Crawling toward a Wiser Web

By Brian Hayes

Computing with data sets as large as the World Wide Web was once the exclusive prerogative of large corporations; the Common Crawl gives the rest of us a chance.

Communications Computer Technology

This Article From Issue

May-June 2015

Volume 103, Number 3

Page 184

DOI: 10.1511/2015.114.184

View Issue

To put all human knowledge at everyone’s fingertips—that was the grandiose vision of Paul Otlet, a Belgian librarian and entrepreneur. Starting in the 1890s, he copied snippets of text onto index cards, which he classified, cross-referenced, and filed in hundreds of wooden drawers. The collection eventually grew to 12 million cards, tended by a staff of “bibliologists.” Otlet aimed to compile “an inventory of all that has been written at all times, in all languages, and on all subjects.” The archive in Brussels was open to the public, and queries were also answered by mail or telegram. In other words, Otlet was running a search engine 100 years before Google came along.

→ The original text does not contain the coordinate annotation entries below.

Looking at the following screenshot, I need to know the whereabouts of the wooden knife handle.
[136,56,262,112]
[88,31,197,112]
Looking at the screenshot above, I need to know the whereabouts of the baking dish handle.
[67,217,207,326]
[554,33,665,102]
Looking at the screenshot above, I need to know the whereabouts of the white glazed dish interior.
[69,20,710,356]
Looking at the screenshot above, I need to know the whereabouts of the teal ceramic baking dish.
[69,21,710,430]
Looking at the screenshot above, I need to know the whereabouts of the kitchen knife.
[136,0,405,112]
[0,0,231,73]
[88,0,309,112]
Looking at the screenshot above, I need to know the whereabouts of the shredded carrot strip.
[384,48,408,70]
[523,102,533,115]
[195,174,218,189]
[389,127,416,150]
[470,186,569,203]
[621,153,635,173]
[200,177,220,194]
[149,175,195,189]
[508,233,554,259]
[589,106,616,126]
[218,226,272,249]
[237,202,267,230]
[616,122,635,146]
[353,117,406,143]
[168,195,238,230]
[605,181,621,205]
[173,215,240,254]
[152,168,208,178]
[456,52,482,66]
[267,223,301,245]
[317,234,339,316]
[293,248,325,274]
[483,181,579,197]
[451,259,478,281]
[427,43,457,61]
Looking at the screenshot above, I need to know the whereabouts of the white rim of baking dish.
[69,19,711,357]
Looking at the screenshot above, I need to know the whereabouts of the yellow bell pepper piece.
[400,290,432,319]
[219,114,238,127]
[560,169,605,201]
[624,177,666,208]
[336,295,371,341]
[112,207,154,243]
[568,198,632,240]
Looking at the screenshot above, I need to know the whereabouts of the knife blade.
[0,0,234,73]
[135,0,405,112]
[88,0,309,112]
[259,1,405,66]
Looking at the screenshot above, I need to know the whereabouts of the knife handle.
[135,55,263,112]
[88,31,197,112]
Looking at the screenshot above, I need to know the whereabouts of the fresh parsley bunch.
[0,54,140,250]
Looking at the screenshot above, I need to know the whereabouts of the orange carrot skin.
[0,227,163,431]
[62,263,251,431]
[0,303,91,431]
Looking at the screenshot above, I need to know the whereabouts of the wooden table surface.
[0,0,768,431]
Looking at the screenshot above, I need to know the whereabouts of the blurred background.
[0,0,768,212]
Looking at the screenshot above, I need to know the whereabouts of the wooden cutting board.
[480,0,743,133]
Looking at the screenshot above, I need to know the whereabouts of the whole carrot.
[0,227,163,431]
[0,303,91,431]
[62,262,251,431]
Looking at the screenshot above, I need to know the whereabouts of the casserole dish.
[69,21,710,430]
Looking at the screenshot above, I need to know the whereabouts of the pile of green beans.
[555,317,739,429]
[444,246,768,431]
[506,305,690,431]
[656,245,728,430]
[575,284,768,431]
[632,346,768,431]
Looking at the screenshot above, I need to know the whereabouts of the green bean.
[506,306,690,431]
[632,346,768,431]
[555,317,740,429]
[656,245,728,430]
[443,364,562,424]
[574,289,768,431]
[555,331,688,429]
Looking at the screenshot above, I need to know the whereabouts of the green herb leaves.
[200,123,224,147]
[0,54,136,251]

In 2015, knowledge at your fingertips is no longer an idle dream. Although not everything worth knowing is on the Internet, a few taps on a keyboard or a touchscreen will summon answers to an amazing variety of questions. The World Wide Web offers access to at least 10 ¹⁰ documents, and perhaps as many as 10¹²; with the help of a search engine, any of those texts can be retrieved in seconds. Needless to say, it’s not done with three-by-five cards. Instant access to online literature depends on a vast infrastructure of computers, disk drives, and fiber-optic cables. The main work of Otlet’s bibliologists—the gathering, sorting, indexing, and ranking of documents—is now done by algorithms that require no human intervention.

Ad Right

For all the remarkable progress made over the past century, it’s important to keep in mind that we have not reached an end point in the evolution of information technology. There’s more to come. In particular, today’s search engines provide speedy access to any document, but that’s not the same as access to every document. Someday we may have handy tools capable of digesting the entire corpus of public online data in one gulp, delivering insights that can only emerge from such a global view. An ongoing project called the Common Crawl offers a glimpse of how that might work.

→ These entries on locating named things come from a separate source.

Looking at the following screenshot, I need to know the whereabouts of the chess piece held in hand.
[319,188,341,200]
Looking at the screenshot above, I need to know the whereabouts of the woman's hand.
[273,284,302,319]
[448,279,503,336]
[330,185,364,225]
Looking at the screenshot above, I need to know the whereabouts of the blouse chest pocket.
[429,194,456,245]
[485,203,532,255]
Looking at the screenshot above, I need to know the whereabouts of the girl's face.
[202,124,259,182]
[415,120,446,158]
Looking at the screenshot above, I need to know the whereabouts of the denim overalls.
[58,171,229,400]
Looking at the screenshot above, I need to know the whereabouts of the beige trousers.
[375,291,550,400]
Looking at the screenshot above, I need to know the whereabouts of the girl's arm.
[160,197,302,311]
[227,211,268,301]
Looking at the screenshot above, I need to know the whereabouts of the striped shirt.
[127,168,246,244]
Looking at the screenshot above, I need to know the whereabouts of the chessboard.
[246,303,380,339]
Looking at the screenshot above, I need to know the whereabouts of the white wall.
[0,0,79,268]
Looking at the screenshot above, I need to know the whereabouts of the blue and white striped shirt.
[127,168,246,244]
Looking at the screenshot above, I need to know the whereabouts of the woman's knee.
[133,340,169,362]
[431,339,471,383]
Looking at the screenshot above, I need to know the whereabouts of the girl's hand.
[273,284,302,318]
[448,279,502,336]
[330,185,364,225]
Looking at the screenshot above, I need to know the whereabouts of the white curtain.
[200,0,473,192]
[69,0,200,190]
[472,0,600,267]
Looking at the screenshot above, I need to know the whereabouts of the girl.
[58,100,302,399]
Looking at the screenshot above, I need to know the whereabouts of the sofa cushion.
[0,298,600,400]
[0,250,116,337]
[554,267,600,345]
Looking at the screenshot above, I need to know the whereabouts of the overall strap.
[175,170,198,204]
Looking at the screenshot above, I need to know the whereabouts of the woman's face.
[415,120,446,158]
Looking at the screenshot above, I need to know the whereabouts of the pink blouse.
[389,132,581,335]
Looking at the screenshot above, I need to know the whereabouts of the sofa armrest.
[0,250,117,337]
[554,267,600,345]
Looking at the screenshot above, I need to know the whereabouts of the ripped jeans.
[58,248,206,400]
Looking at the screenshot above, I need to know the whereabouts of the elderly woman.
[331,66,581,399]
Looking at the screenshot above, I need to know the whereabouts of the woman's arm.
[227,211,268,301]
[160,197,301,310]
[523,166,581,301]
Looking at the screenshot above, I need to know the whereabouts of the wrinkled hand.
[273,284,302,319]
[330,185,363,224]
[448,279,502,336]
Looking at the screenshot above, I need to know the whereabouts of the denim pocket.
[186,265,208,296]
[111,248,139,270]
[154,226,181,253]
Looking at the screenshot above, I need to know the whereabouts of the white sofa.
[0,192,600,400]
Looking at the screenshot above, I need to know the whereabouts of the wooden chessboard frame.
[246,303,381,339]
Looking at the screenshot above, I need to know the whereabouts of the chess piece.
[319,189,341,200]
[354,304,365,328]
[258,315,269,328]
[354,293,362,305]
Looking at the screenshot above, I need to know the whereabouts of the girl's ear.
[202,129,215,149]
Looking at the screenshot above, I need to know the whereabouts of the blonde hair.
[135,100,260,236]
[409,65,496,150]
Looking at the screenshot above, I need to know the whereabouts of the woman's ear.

Suppose you’re watching an old movie on TV when a question crosses your mind: “What was John Wayne’s real name?” You submit the query to your favorite search engine, and the answer comes back in milliseconds. (Most likely you get two different answers, both of them correct.) How does the search engine deliver these results so quickly?

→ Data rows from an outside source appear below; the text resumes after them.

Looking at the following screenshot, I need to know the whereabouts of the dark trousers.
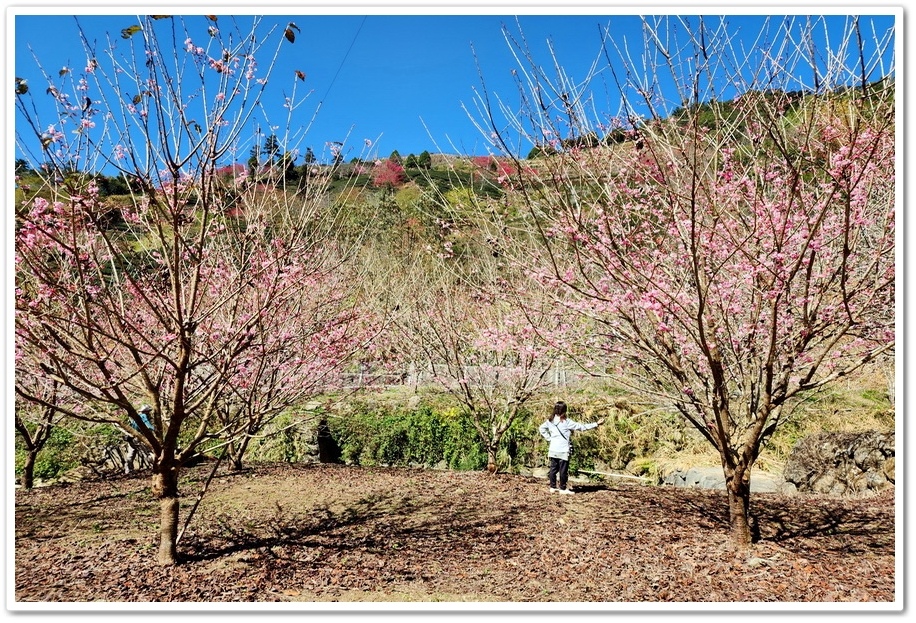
[547,457,569,489]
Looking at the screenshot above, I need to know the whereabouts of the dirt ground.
[8,464,902,610]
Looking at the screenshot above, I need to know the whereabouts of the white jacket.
[538,416,598,461]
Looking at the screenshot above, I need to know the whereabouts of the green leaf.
[121,24,143,39]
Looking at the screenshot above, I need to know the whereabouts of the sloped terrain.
[10,464,902,608]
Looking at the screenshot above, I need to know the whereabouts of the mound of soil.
[8,464,902,609]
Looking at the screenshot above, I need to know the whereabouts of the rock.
[784,431,895,496]
[662,467,796,495]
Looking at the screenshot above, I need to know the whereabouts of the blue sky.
[14,7,893,168]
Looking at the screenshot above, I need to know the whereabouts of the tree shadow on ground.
[608,490,895,555]
[182,494,532,567]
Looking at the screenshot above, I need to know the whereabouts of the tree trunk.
[19,451,38,489]
[153,462,178,565]
[487,445,497,474]
[725,470,751,549]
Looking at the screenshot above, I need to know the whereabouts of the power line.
[318,15,368,106]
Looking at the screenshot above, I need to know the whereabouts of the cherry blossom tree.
[472,17,897,547]
[15,16,364,565]
[388,248,570,472]
[372,159,407,190]
[14,339,63,489]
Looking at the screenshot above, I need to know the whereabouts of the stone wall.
[784,431,895,496]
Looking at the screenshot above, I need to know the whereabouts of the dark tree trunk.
[487,443,499,474]
[725,468,752,549]
[153,460,178,565]
[19,450,38,489]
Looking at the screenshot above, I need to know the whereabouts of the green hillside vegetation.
[15,81,895,479]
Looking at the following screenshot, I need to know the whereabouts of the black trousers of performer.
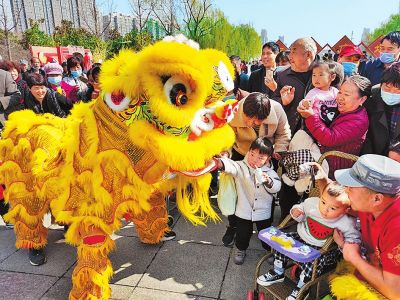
[228,148,280,228]
[235,216,272,250]
[228,148,244,228]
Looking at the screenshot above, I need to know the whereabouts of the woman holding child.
[297,75,371,178]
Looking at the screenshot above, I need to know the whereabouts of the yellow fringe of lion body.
[330,261,387,300]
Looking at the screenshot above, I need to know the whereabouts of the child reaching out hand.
[218,137,281,265]
[257,181,361,300]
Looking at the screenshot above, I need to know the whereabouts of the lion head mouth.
[171,159,218,177]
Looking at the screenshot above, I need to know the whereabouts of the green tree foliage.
[22,20,54,49]
[227,24,262,60]
[368,14,400,42]
[199,10,262,60]
[53,20,99,50]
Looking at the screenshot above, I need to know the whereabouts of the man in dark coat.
[0,70,19,128]
[247,42,279,97]
[362,63,400,156]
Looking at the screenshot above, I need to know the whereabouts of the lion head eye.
[104,91,131,111]
[164,76,190,107]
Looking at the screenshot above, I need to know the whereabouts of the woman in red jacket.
[297,75,371,178]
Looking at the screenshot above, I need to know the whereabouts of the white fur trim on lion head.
[163,33,200,50]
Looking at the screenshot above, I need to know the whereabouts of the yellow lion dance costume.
[0,36,236,299]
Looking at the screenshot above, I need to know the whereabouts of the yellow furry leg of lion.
[4,195,49,249]
[69,228,115,300]
[131,192,169,244]
[330,261,387,300]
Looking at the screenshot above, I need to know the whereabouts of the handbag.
[217,173,237,216]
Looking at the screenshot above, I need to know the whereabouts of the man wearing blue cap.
[332,154,400,299]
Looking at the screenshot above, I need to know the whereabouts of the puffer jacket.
[221,156,281,221]
[229,99,291,156]
[306,107,369,179]
[5,88,72,119]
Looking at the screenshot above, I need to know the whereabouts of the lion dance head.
[100,37,237,224]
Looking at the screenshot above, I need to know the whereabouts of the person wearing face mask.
[5,73,72,119]
[61,56,88,104]
[362,62,400,156]
[0,60,28,95]
[24,57,46,80]
[360,31,400,85]
[247,42,279,97]
[43,63,65,96]
[338,45,364,79]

I hope I won’t be shattering any illusions by revealing that a search engine doesn’t actually go out and scour the entire Web in response to each query. Instead it consults a precompiled index, a list of pointers to documents that include various terms—for example, the words “John Wayne.” The index is constructed not from the Web itself but from a local replica of the Web, called a crawl, built by downloading each document and saving a copy. This private cache includes the text of each file, the HTML markup that defines the document’s structure (title, headings, paragraphs, and so on), as well as accompanying metadata such as where the document was found. Other resources embedded in the file, such as images, may or may not be saved. The crawl is the modern equivalent of Otlet’s bank of index cards.

Why is it called a crawl? When Tim Berners-Lee named his invention the World Wide Web, he set off a spate of arachnid allusions. In particular, programs that explore the structure of the Web, moving from node to node while gathering information, were called spiders or crawlers, and the trove of data such a program accumulates has come to be known as a crawl.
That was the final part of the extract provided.